Por conta das ameaças que recebe, Maria Leusa Munduruku muitas vezes teve que deixar o seu território às pressas. Ela denuncia há anos a extração ilegal de ouro na Terra Indigena Munduruku (PA) e já teve a casa incendiada por criminosos.

“Estamos exigindo do Estado que proteja os defensores. Eu não sou a única pessoa ameaçada no território. Nós estamos pedindo que os invasores sejam retirados com urgência, o que não aconteceu até agora”, criticou Maria Leusa durante conversa com jornalistas, citando ainda a crise causada por garimpo na TI Yanomami, nos estados de Roraima e Amazonas, e Kayapó, no Pará.

 

Proteção ambiental e interesses econômicos

Para os autores do relatório, é complexo estabelecer ligações claras entre os assassinatos registrados e setores econômicos específicos.
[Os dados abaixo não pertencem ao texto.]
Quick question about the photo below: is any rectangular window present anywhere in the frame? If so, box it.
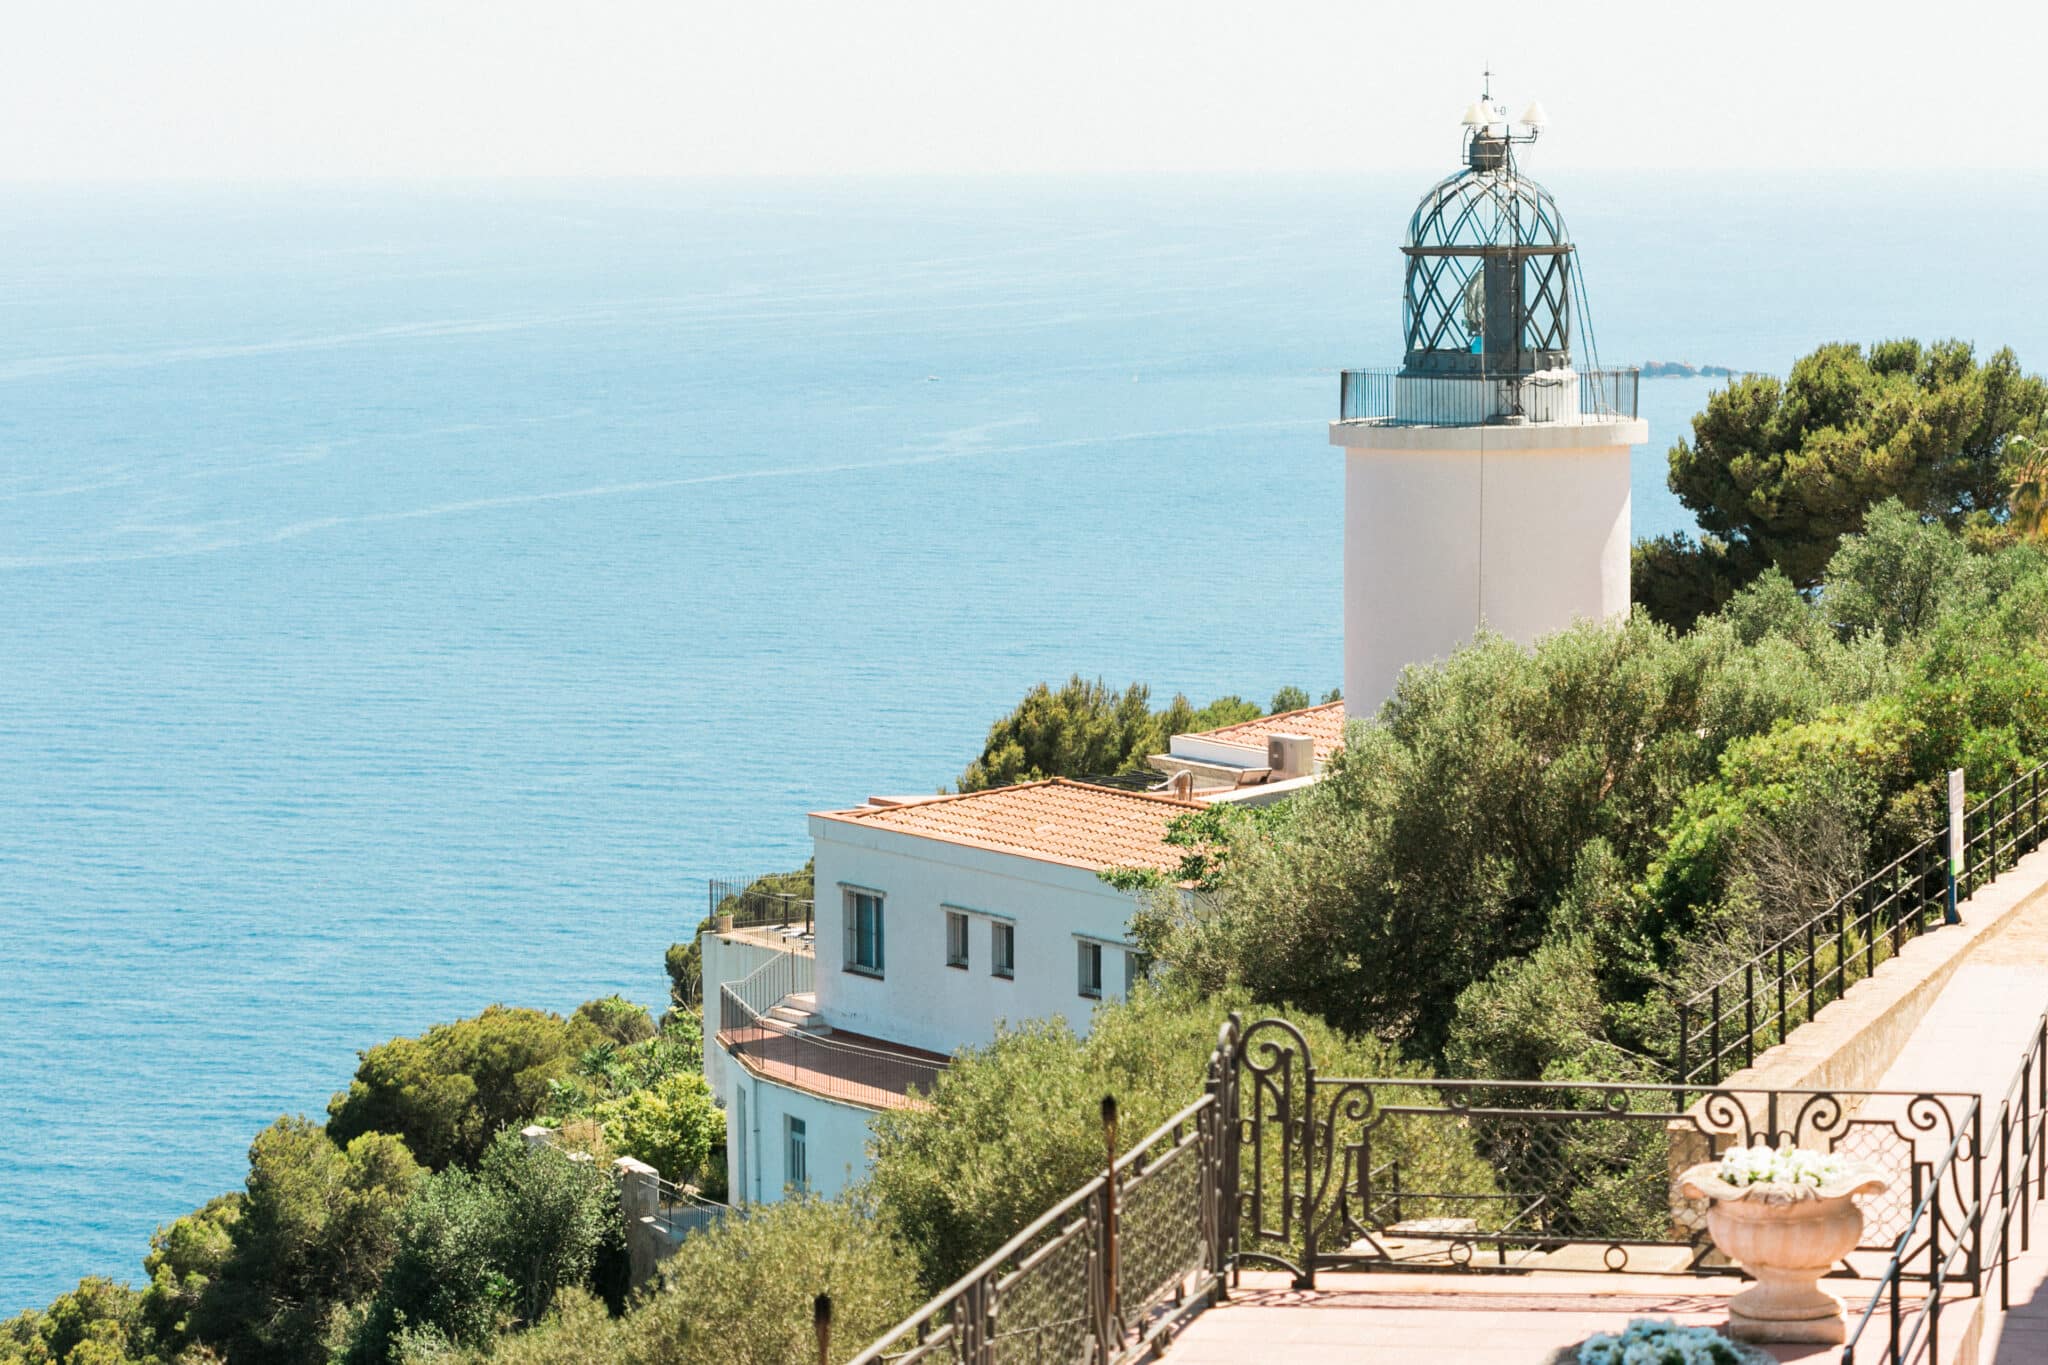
[1125,949,1153,995]
[844,889,885,976]
[945,910,969,968]
[786,1116,808,1192]
[991,921,1015,979]
[1078,941,1103,998]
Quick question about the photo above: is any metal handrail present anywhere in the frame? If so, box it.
[722,940,816,1022]
[706,876,814,935]
[846,1092,1223,1365]
[1676,756,2048,1089]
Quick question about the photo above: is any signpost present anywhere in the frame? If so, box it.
[1947,768,1965,925]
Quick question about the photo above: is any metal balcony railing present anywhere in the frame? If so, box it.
[706,877,813,936]
[1337,366,1639,425]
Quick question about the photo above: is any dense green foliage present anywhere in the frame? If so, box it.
[1,1278,160,1365]
[1635,340,2047,628]
[955,676,1325,791]
[326,1007,611,1170]
[463,1199,921,1365]
[588,1073,721,1190]
[344,1133,620,1362]
[6,996,696,1365]
[1143,507,2048,1075]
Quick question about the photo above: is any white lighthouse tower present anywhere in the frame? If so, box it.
[1332,84,1647,714]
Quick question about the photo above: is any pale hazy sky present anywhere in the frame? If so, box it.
[5,1,2040,179]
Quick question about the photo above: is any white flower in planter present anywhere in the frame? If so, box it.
[1712,1143,1850,1191]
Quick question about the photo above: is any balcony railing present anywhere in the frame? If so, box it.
[1337,366,1639,425]
[716,948,945,1109]
[706,876,813,937]
[718,986,947,1109]
[723,940,815,1021]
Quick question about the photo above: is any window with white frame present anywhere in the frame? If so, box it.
[844,888,885,976]
[991,921,1015,979]
[1077,940,1103,998]
[945,910,969,968]
[786,1115,808,1192]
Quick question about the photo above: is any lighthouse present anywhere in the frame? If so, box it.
[1332,82,1647,715]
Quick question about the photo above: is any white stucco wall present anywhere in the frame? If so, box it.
[1333,416,1644,713]
[805,817,1151,1057]
[699,927,801,1094]
[719,1059,878,1204]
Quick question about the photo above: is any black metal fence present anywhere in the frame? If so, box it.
[846,1010,2048,1365]
[1336,366,1639,425]
[1676,836,1949,1089]
[1676,758,2048,1089]
[846,1038,1236,1365]
[1843,1009,2048,1363]
[1233,1017,1983,1282]
[651,1174,732,1244]
[706,876,813,936]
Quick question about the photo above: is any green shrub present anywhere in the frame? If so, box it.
[571,997,655,1046]
[328,1007,604,1169]
[472,1199,919,1365]
[592,1072,720,1185]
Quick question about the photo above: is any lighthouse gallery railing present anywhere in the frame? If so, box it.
[1338,366,1638,425]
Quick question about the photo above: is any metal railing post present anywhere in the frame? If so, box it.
[1744,964,1756,1068]
[1776,941,1787,1049]
[1676,1007,1690,1102]
[1709,986,1722,1086]
[1101,1095,1120,1363]
[1929,1181,1942,1364]
[1807,918,1818,1022]
[1973,1098,1985,1294]
[2001,1105,2012,1310]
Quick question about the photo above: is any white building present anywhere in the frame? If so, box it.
[703,778,1202,1204]
[1330,89,1647,714]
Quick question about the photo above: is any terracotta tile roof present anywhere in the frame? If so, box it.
[1186,701,1349,762]
[813,778,1203,873]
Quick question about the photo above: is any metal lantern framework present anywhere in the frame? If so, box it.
[1401,90,1577,378]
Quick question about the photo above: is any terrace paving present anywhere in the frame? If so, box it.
[1160,1272,1841,1364]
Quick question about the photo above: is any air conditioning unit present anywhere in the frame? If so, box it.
[1266,734,1315,780]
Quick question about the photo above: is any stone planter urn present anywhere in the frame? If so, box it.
[1678,1157,1887,1345]
[714,912,734,933]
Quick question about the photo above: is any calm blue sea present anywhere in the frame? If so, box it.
[3,174,2045,1312]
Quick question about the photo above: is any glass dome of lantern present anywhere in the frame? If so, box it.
[1401,80,1576,378]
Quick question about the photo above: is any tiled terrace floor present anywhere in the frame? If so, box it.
[718,1019,946,1111]
[1161,1272,1848,1364]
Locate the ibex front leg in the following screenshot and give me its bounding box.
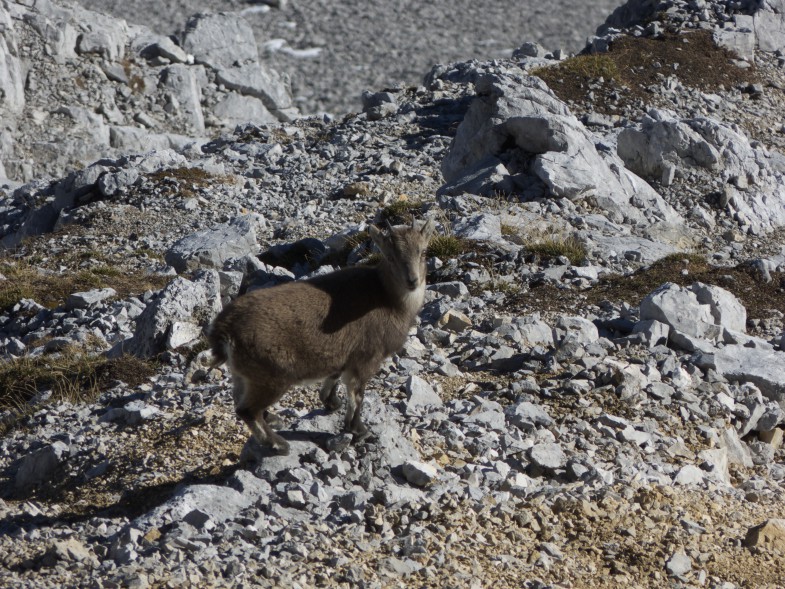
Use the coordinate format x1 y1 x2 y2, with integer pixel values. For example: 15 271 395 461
343 375 370 443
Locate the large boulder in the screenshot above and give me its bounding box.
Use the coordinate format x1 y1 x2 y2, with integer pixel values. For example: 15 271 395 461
180 12 294 116
618 109 785 235
440 70 684 238
617 111 721 179
165 214 264 273
14 441 70 492
114 270 222 358
640 282 747 342
159 64 205 134
755 0 785 53
212 93 278 129
133 484 256 532
708 346 785 409
0 32 25 113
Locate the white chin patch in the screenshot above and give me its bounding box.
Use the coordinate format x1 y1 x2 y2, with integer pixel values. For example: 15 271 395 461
403 282 426 313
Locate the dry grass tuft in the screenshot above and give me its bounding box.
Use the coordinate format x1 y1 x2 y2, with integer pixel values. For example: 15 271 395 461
428 235 469 259
380 197 425 224
526 236 587 265
0 260 170 311
0 346 157 434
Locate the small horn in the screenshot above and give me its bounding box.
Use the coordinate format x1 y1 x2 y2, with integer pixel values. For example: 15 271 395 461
385 219 394 233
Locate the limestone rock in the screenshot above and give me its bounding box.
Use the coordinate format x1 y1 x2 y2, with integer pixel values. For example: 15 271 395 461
66 288 117 310
506 401 554 431
708 346 785 407
555 316 598 346
159 64 205 134
402 460 439 487
213 93 277 129
134 484 256 531
404 375 442 411
665 548 692 577
529 442 567 471
691 282 747 333
617 110 721 179
619 109 785 234
440 70 683 234
437 309 472 333
640 282 715 339
755 0 785 53
15 441 70 492
453 213 502 242
0 35 25 113
165 214 263 273
181 12 293 115
115 270 222 359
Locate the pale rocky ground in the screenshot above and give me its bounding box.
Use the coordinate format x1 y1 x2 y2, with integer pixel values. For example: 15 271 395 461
1 0 785 588
76 0 624 114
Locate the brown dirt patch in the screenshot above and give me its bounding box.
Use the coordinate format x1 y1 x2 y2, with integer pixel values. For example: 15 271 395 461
535 30 758 115
510 254 785 331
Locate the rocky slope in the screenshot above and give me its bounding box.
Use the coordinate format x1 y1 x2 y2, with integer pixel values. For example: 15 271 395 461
1 0 785 587
76 0 624 115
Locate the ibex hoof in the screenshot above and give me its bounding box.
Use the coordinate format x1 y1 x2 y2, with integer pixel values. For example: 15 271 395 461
272 444 290 456
263 410 285 430
323 395 341 412
241 438 290 461
270 437 291 456
352 424 371 444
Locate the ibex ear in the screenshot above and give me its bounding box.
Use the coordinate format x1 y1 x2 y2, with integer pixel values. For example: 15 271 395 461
368 225 389 254
420 218 436 239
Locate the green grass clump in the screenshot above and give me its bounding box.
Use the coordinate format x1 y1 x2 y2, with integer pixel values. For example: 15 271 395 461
427 235 468 259
380 199 424 224
526 236 587 265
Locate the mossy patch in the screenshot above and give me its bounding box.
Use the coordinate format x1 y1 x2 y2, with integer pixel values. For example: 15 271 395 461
508 253 785 330
536 54 620 84
145 167 230 199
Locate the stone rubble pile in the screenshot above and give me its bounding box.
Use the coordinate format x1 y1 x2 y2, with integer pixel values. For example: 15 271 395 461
1 0 785 586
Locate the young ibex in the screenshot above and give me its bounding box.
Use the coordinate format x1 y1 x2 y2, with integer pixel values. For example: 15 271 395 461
208 217 435 455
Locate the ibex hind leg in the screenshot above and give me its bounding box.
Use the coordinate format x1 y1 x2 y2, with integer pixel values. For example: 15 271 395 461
234 379 290 456
319 373 342 412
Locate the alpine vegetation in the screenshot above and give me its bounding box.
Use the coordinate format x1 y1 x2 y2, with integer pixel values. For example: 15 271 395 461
208 218 435 455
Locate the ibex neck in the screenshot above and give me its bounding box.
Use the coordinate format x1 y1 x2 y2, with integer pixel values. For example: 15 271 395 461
377 262 425 318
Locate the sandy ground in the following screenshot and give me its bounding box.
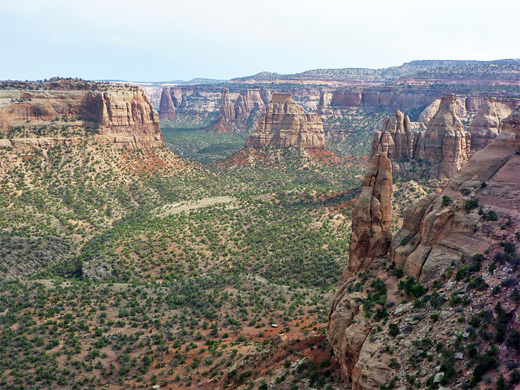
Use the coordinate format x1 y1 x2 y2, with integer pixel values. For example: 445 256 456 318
154 196 238 217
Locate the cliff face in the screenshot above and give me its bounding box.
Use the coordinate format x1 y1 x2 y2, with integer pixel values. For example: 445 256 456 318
210 89 236 133
0 82 164 150
344 152 393 280
244 93 326 149
370 110 414 159
329 106 520 390
392 105 520 283
413 94 470 179
209 89 265 132
468 98 512 150
234 89 265 123
418 97 467 125
159 88 176 120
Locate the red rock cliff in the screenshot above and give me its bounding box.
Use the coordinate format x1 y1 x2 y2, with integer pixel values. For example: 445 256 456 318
468 97 512 151
344 152 393 280
244 93 326 149
370 110 414 159
0 81 164 150
413 94 470 179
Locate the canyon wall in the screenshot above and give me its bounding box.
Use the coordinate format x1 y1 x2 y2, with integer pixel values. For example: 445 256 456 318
244 93 326 149
344 152 393 280
0 80 164 150
370 110 414 159
468 98 512 150
329 105 520 390
413 94 470 179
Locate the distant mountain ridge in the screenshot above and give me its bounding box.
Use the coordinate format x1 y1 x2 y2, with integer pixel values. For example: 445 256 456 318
232 59 520 83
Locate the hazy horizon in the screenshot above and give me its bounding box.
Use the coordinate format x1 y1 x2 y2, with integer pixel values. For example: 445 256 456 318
1 0 519 82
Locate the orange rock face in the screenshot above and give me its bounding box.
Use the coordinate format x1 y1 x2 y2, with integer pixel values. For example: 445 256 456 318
210 89 265 132
244 93 326 149
391 105 520 282
159 88 176 120
413 94 470 179
370 110 414 159
468 97 512 150
0 81 164 150
344 152 393 280
234 90 265 123
329 106 520 390
210 89 236 133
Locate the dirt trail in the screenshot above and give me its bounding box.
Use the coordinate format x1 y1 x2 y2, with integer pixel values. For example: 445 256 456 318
154 196 237 217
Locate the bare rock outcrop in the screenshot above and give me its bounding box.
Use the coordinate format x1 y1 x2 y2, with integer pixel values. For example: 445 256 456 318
370 110 414 159
211 89 236 133
159 88 176 120
317 90 333 115
329 106 520 390
0 81 164 150
234 90 265 123
344 152 393 280
244 93 326 149
418 97 467 125
391 105 520 282
211 89 266 132
328 285 396 390
468 98 512 150
413 94 470 179
219 89 235 122
260 89 272 106
85 89 164 149
329 153 394 390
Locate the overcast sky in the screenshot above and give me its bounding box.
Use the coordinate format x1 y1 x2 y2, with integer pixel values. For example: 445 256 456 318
1 0 518 82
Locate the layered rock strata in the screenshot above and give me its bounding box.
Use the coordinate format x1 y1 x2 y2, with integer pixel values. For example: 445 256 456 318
211 89 236 133
370 110 414 159
234 90 265 123
468 97 512 150
329 106 520 390
344 152 393 280
0 81 164 150
244 93 326 149
210 89 266 132
413 94 470 179
392 105 520 282
158 88 176 119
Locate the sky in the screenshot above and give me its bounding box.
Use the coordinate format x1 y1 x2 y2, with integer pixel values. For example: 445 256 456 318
1 0 519 82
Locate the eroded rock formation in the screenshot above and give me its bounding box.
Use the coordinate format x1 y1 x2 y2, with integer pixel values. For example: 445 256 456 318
392 106 520 282
413 94 470 179
418 97 467 125
159 88 176 120
0 80 164 150
317 90 332 115
468 98 512 150
370 110 414 159
210 89 266 132
344 152 393 280
211 89 236 133
234 90 265 123
329 106 520 390
244 93 326 149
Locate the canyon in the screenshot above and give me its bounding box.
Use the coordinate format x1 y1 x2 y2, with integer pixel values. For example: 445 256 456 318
0 78 165 150
1 60 519 390
244 93 325 150
329 104 520 390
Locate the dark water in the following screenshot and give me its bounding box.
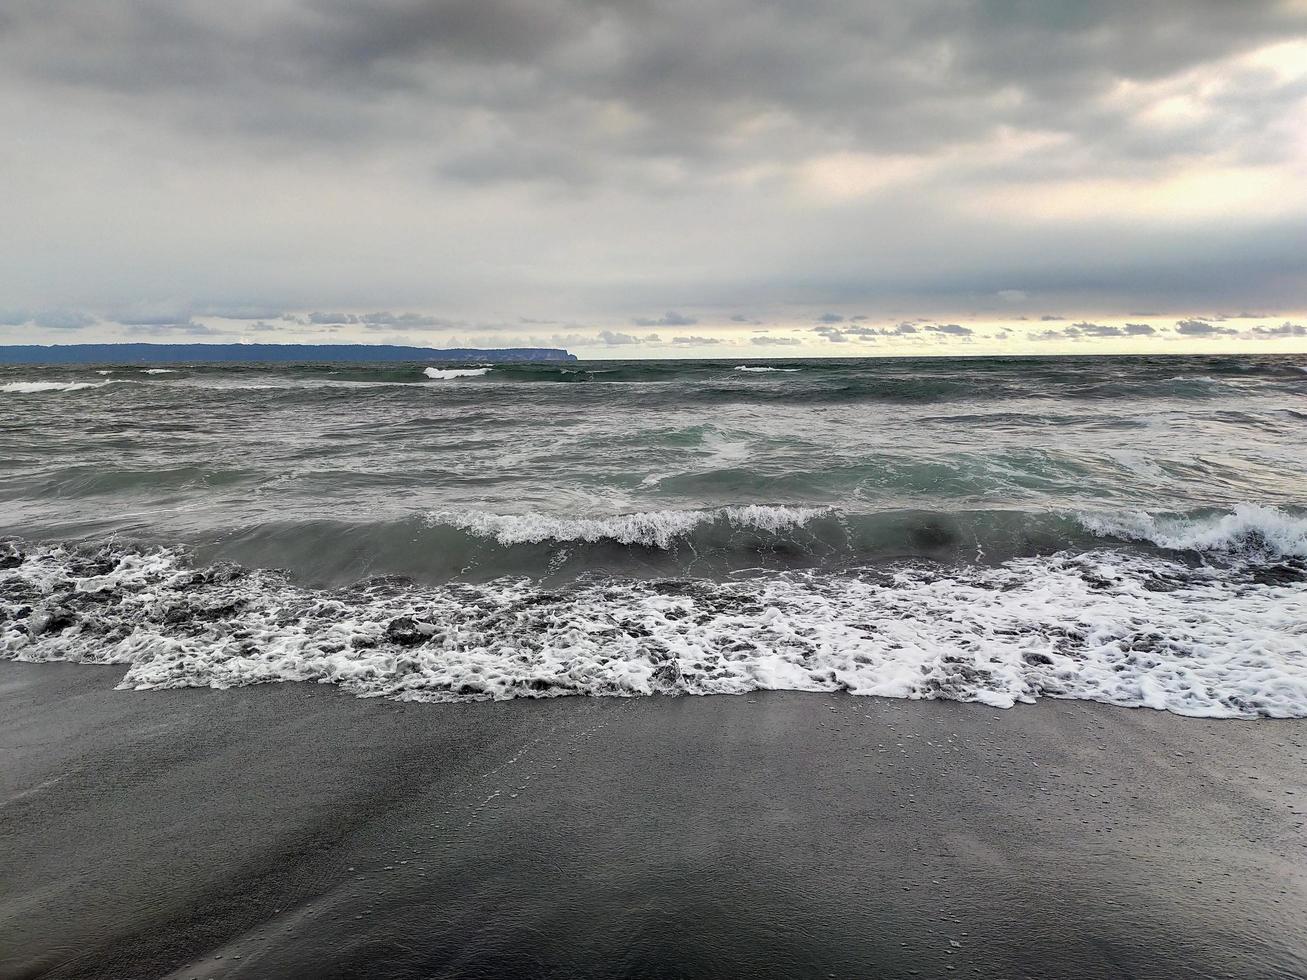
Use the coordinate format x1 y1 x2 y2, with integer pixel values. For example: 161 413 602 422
2 355 1305 715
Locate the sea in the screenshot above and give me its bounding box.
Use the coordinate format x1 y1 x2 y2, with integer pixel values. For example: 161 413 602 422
2 354 1305 717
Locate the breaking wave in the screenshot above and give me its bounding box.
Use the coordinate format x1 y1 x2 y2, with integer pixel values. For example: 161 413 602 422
424 367 491 380
437 505 829 549
1 380 113 393
2 541 1304 718
1078 504 1307 558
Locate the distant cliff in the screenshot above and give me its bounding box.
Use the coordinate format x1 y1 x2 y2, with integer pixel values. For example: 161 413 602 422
0 343 577 364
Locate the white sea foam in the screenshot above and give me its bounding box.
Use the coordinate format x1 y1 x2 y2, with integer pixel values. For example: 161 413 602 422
3 544 1304 717
1079 504 1307 558
436 505 829 548
1 381 111 393
424 367 491 380
734 365 800 372
143 368 177 374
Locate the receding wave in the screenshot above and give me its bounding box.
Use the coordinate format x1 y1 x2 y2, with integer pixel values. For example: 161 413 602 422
3 541 1304 717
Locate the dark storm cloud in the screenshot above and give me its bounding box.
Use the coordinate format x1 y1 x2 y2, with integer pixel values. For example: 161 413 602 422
632 311 697 327
5 1 1303 176
2 1 1306 333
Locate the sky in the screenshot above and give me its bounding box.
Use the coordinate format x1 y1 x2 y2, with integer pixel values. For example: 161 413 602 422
2 0 1306 358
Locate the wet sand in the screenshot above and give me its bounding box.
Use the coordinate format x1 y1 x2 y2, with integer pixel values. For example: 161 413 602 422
1 662 1305 979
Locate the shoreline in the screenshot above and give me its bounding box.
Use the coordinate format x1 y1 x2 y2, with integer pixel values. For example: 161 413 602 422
2 662 1305 979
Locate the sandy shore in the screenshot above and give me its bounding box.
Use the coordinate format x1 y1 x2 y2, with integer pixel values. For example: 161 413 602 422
1 662 1304 979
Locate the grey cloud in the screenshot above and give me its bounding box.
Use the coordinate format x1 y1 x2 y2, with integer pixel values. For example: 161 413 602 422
632 311 697 327
730 314 762 325
1068 321 1125 338
813 325 850 342
109 310 197 326
32 310 95 330
2 2 1306 331
671 335 724 344
597 329 660 345
306 311 452 329
126 321 224 336
1040 315 1066 321
361 312 450 328
925 323 973 337
1124 323 1156 335
0 309 95 329
1251 321 1307 337
816 313 844 324
1175 319 1237 336
751 335 802 346
1033 321 1139 340
6 2 1303 178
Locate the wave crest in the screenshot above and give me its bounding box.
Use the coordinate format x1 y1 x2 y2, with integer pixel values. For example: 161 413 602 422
435 505 829 548
2 381 113 393
424 367 490 380
1079 504 1307 558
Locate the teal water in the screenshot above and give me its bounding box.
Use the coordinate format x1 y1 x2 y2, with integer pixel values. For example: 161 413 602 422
2 355 1305 715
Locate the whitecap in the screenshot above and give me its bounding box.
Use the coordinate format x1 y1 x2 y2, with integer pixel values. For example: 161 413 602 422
1 381 112 393
435 504 829 548
1079 503 1307 558
734 365 800 373
424 367 491 380
4 543 1304 718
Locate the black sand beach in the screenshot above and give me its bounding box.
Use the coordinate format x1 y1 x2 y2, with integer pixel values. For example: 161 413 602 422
2 663 1304 979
Dos 177 crimes de 2022, pelo menos dez têm suas causas ligadas a interesses da indústria do agronegócio – metade desses ocorreram no México.

A mineração foi associada a oito casos monitorados pela Global Witness. Outros setores que estariam por trás das mortes são o madeireiro (4), construção de estradas e infraestrutura (2), hidrelétrica (2), caça (2).

Mais de um terço das pessoas assassinadas eram indígenas (36%). Pequenos agricultores (22%) e afrodescendentes (7%) também estão entre as maiores vítimas da violência. Em 2022, autoridades estaduais, manifestantes, guardas florestais, advogados e jornalistas – como Dom Phillips, morto ao lado do indigenista Bruno Pereira no Vale do Javari – também foram alvos de ataques letais.

“O assassinato é a ofensa mais grave. Mas há diversos outros atentados não letais, como tentativa de silenciamento, de criminalização, ameaças e outros tipos de violência física, sexual, assédio. Tudo isso envolto pelo conflito de terra”, comenta Bianchini sobre o trabalho.

 

Amazônia no centro

É a primeira vez que o relatório destaca mortes registradas na região da Floresta Amazônica: 1 em cada 5 assassinatos contabilizados em 2022 aconteceu no bioma.

“O Brasil vai sediar a Conferência do Clima em Belém em 2025. Sabemos de todos os problemas do estado do Pará e da região amazônica no Brasil. Há necessidade de pressionar o novo governo”, pontua Bianchini.

Embora tenha havido uma mudança de discurso e de prática com a chegada do novo governo federal, presidido por Luiz Inácio Lula da Silva, há muito o quer feito, argumenta a pesquisadora.

“Devemos proteger as pessoas que protegem o meio ambiente. Elas não estão defendendo suas casas, suas vidas, seu próprio território, apenas. Estão defendendo o ambiente que é importante para a sobrevivência de todo o planeta”, justifica.